Monday, 29 July 2013

Work till you drop whether you want to or not and do zero hour contracts



The UK has an ageing population and an ageing workforce. Throughout the 1990s, fewer than 8% of men over 65 and women over 60 were in work. By 2006, this had increased to 10% of men and 12% of women of state pension age (SPA). And the number of workers aged 65 and over who are still in work has doubled in the past decade. In addition, the over-50s now form more than a quarter (27%) of the UK workforce and by 2020 it is estimated that they will make up almost a third of workers.

So it’s work till you drop whether you want to or not.

The government has now increased the SPA to 66 for both men and women between 2018 and 2020. It also announced that it will change the law again to increase the SPA to 67 between 2026 and 2028. And although the SPA is already scheduled to rise to 68 by 2046, this target will now be subject to five-yearly reviews, as announced in January 2013. And the government’s changes to public sector pensions, which provoked co-ordinated strike action by unions, will certainly mean that public service workers will have to pay more, work longer and receive lower pensions in future.

By nailing workers down to the floorboards in such a way will have serious consequences for generations to come and may lead to social unrest as working people and their families struggle to retain and sustain regular full-time employment, especially in light of employers and the Bosses now opting to exploit and using part-time workers. We can see already the impact that low pay is having on the low paid worker finding it hard to pay bill and using food banks to survive.

Yesterday the Guardian ran a story about Sports Direct’s entire 20,000 part-time workforce being employed on zero-hour contracts, you can read the full story here.

My understanding of zero hours is (and please correct me if I am wrong) a zero hours worker is someone who agrees that the employer does not have to provide work but if there is work to do then, the worker is obliged to accept it. The contract is for a worker who has no fixed working hours and agrees (mistakenly) to work on a day to day or week by week basis. The contract can be used for for temporary or permanent workers.

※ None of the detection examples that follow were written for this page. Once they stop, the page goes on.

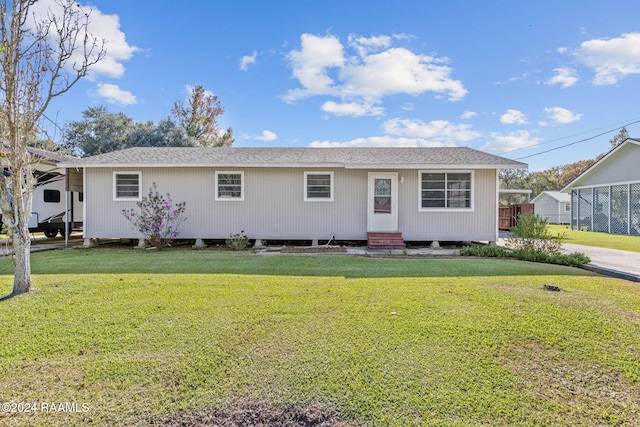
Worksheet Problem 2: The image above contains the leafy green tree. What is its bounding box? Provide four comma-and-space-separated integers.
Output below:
65, 106, 198, 156
609, 127, 629, 149
64, 106, 134, 156
558, 159, 596, 189
171, 86, 234, 147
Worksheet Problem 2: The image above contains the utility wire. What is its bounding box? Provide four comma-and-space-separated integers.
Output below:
514, 120, 640, 160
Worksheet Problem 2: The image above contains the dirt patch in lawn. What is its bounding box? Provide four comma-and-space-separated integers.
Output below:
159, 400, 355, 427
501, 343, 640, 426
280, 246, 347, 254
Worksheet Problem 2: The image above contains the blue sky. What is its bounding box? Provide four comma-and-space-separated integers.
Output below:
38, 0, 640, 170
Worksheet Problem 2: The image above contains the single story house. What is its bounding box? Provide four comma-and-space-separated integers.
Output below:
562, 138, 640, 236
64, 147, 527, 244
531, 191, 571, 224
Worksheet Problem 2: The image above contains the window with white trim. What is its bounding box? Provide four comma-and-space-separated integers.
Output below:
113, 172, 142, 200
216, 171, 244, 201
420, 171, 473, 210
304, 172, 333, 202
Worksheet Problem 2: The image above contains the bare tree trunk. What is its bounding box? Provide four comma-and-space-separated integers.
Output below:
11, 222, 31, 295
0, 0, 106, 297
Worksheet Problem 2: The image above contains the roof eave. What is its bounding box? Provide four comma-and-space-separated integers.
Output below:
58, 162, 528, 169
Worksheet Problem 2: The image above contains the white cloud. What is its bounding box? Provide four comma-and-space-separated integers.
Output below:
285, 34, 344, 102
382, 118, 480, 143
251, 130, 278, 142
481, 130, 540, 152
320, 101, 384, 117
310, 118, 481, 147
240, 50, 258, 71
544, 68, 578, 89
284, 34, 467, 110
496, 71, 529, 85
544, 107, 582, 124
574, 33, 640, 85
97, 83, 138, 105
500, 110, 527, 125
31, 0, 140, 78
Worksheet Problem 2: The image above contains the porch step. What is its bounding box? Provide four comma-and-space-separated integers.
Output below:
367, 232, 407, 249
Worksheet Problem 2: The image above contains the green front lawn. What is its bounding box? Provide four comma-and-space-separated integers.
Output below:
549, 225, 640, 252
0, 248, 640, 426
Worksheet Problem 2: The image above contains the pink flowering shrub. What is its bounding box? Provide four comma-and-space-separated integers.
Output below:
122, 182, 187, 249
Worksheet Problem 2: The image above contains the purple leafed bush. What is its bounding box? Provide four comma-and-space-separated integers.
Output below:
122, 182, 187, 249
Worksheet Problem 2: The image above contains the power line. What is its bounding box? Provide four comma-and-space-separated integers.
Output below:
496, 119, 640, 154
514, 120, 640, 160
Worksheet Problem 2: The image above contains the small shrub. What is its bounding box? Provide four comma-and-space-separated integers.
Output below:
460, 245, 513, 258
460, 246, 591, 267
505, 214, 565, 257
225, 230, 249, 251
122, 182, 186, 249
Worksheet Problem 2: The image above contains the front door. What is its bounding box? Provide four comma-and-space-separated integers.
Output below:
367, 172, 398, 231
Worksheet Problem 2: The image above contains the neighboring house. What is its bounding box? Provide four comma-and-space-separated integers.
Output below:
531, 191, 571, 224
64, 147, 527, 244
562, 138, 640, 235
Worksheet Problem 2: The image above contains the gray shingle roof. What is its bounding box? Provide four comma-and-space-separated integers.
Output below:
62, 147, 527, 168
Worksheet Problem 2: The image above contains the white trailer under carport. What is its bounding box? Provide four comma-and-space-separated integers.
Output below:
531, 191, 571, 224
0, 148, 84, 238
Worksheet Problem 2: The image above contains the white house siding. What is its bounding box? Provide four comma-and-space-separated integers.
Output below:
533, 192, 571, 224
570, 142, 640, 235
84, 167, 497, 240
578, 144, 640, 187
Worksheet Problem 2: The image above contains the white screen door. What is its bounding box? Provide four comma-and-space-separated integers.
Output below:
367, 172, 398, 231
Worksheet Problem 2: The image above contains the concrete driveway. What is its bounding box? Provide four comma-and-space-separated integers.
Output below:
498, 231, 640, 282
562, 243, 640, 282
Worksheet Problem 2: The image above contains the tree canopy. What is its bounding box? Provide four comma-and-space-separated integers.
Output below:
64, 86, 233, 157
64, 106, 198, 156
171, 85, 233, 147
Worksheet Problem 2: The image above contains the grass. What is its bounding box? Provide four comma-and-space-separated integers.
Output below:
0, 248, 640, 426
549, 225, 640, 252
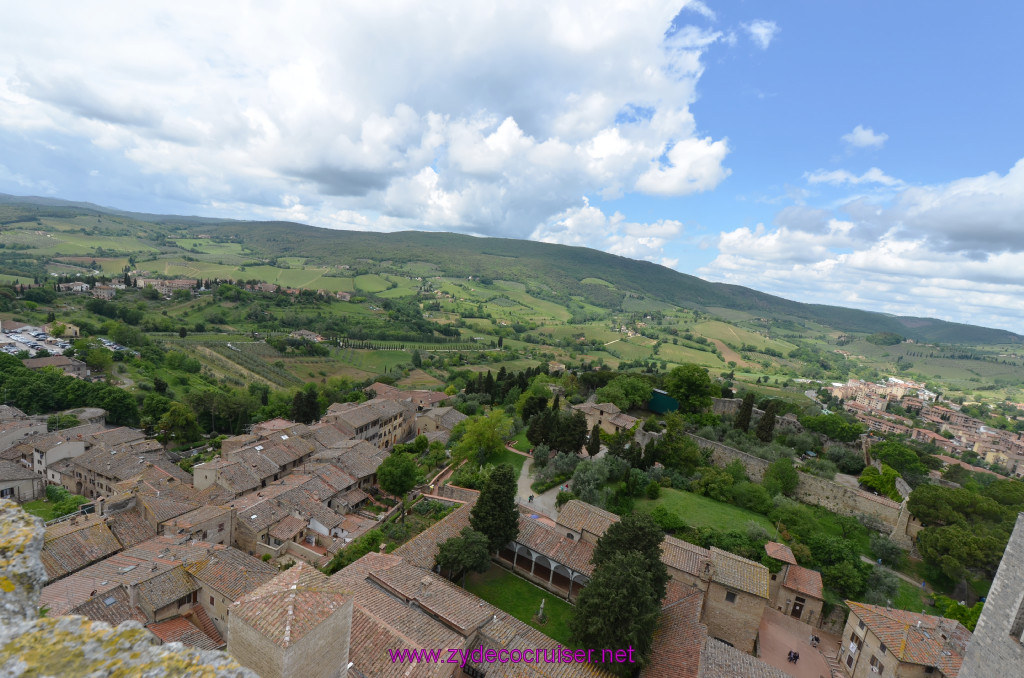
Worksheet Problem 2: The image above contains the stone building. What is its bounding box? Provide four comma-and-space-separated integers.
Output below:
557, 500, 769, 652
838, 600, 970, 678
765, 542, 825, 625
959, 513, 1024, 678
321, 398, 416, 450
22, 355, 89, 379
0, 459, 45, 504
227, 562, 353, 678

More than 150 staff at the House of Commons are employed on the controversial zero hours contracts, despite growing calls by MPs for tougher rules to prevent workers being exploited by them. And now it has emerged that the NHS are using almost 70,000 staff on zero hour contracts. The only official estimate of the number of employees on such contracts was a 200,000 figure by the Office for National Statistics; and whilst I see no attempt will be made in this parliament to bring in any legislation to outlaw the practice its set to continue and expand and despite what Labour may say in opposition we all know by experience they act differently when in office.

A quarter of all workers are now part-time, for most this is not by choice I will argue; and one of the many drawbacks is that they cannot get promoted unless their hours are increased, so is it any wonder that many feel trapped?  The world of work is undergoing a fundamental shift a shift in the wrong direction for us all and the generation that comes after us; it is true that the vast majority of the population of this planet live in want to one degree or another whether they be industrial workers now a disappearing breed in Britain or the North American trying to make ends meet, or beggars on the streets of Britain, India and in the great USA. Yet still they seem to blindly accept that this is the inevitable consequence of things - and in the particular context of capitalism they are right. Various degrees of want will always exist in a private-property based society where all production is with a view to making a profit and where the majority sell their labour-power in return for a part only (now shrinking) wage, of what they produce.

But all is not lost, workers are now tentatively beginning to wake-up they see now more than ever that the years of tinkering with these problems by politicians, of all parties, well-meaning or not, has achieved nothing if anything matters have got worse. There is only one solution; which is the worlds workers must examine the contradictions of capitalism and then organise politically for a society where poverty, hunger, unemployment, pollution, waste, planned obsolescence of workers, war and a host of other things not mentioned in this post will be a thing of the past.

1 comment:

Chris H said...

I also believe on zero hour contracts you don't get sick pay and the employer doesn't have to pay NI. No wonder the employer loves it.